エプロンのポケットに手を突っ込む。ちぎれたメモ紙やボールペンに混じって、指先に冷たい金属が触れる。そっと取り出してライトに晒したそれは、大きめの硬貨だ。パパとママから、今日の店番のお駄賃にともらったもの。そう、これで新聞を買いに行けばいいのだ。毎回お駄賃はジャムの空き瓶に貯めるようにしていたのだけれど、今回ばかりは仕方がない。
私はあたりを見回して、お客がいないことを改めて確認した。レジのカギを締め、カウンターを抜け出す。外を眺めても、今にも入ってきそうな人は見当たらなかった。自動ドアのスイッチを切る。一気に重たくなった大きなガラス板を手で無理やりこじ開け、外に出た。店のすぐ裏手にあるコンビニまでは、歩いて三分もかからない距離だ。
外に出た瞬間、熱気と湿気をたっぷり孕んだ、むっとした空気が体にまとわりついた。真夏の昼下がりの、一番気だるい時間だ。
店が一番混み合うお茶の時間まではまだ余裕があるから、多少留守にしてもかまわないだろう。どうせほんの数分のことだ。
家族全員、新聞はわりと読む方だけれど、特に定期購読はしていないので、何か気になった事件が聞こえてきたときだけ、コンビニで買うようにしている。

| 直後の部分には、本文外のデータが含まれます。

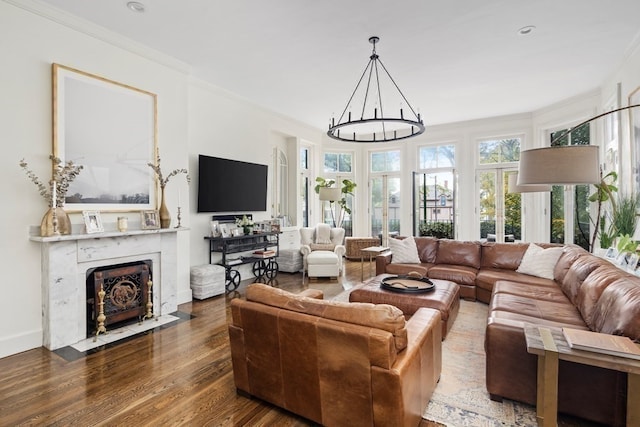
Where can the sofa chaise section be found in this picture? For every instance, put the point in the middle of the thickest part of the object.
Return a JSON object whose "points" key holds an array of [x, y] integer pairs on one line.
{"points": [[335, 363]]}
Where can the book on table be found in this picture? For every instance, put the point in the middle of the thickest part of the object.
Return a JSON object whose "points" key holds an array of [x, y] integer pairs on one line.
{"points": [[614, 345], [267, 253]]}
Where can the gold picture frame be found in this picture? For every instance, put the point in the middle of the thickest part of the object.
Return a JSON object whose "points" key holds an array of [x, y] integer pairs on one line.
{"points": [[149, 220], [110, 129], [92, 222]]}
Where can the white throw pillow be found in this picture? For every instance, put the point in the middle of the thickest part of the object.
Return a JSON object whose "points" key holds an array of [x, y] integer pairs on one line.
{"points": [[539, 262], [323, 234], [404, 251]]}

今日も朝起きたらすぐ、店に出る前に買っておこうと昨日のうちから思っていたのに、フルーツ専門の問屋さんが営業に来たり、来月に行われる町内のお祭りで出すクレープの味について考えたり、時折やってくるお客さんのレジを打ったり、そういった仕事をこなしているうちに、買いに行くのをすっかり忘れてしまっていた。